Hoy les voy a compartir una receta típica de las cocinas españolas, las rosquillas caseras. A mí me encantan sobretodo a la hora de la merienda con un café.  Esta receta la comparte mi amiga Mabel, a quien le encanta la cocina, sobretodo la confección de postres y repostería. Pero no se dejen engañar, esta creadora de deliciosos dulces es entre muchas cosas,  monitora de “spinning” y “body pump”,  y también periodista fundadora y editora del blog de belleza Demasiado Glamour, blog que sigo y que recomiendo seguir  a todos aquellos que les guste cuidarse y mantenerse en forma.

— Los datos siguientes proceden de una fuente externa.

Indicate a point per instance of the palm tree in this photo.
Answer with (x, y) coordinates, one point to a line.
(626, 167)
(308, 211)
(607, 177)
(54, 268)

Hoy nos dejamos llevar por el placer y disfrutamos de esta receta de rosquillas porque como bien dice ella, en la vida se puede comer de todo si es con moderación y entrenando. ¿A qué si Mabel? Espero que la disfruten.

rosquillas caseras


Rosquillas Caseras por Mabel Calatrava
Las rosquillas caseras son un dulce típico del invierno. Pero lo cierto es que a la hora del café, haga frío o calor, nadie se puede resistir a saborear una rosquilla. Las originales son de anís, pero como personalmente no me gusta ese licor prefiero decantarme por otras variantes. Os dejo la receta para que la disfrutéis.

Ingredientes

  • 3 huevos
  • 100 gramos de azúcar
  • Media taza de leche
  • Media taza de aceite de girasol
  • Ralladura de naranja
  • Ralladura de limón
  • 400 gramos de harina de trigo
  • 1 sobre de levadura
  • Opcional: Esencia de vainilla

Preparación

En un bol se ponen los 3 huevos, el azúcar, las ralladuras y se mezcla bien hasta que quede cremoso. Se incorpora la leche y el aceite, vuelves a mezclar. Aquí puedes agregar un toque de esencia de vainilla, no quita el sabor de la naranja y el limón, las rosquillas son más suaves al paladar.  En un bol aparte tamizas la harina y agregas la levadura para que quede perfectamente mezclada y vuelcas la mezcla poco a poco con el resto de ingredientes. Es el momento de meter las manos en la masa, hay que conseguir que el resultado sea una masa manejable que no se quede pegada a los dedos. Cuando la tengas, forma bolitas pequeñas, recuerda que crecerán en la sartén.
Enciende el fuego, echa aceite en la sartén y cuando esté bien caliente pon las bolitas a las que previamente has hecho un aguajero. Doblan su tamaño en unos instantes.
Ten preparado un plato con azúcar y cuando ya estén doradas sácalas e inmediatamente rebozalas en él. !Y ya están listas tus roquillas para que las degustes!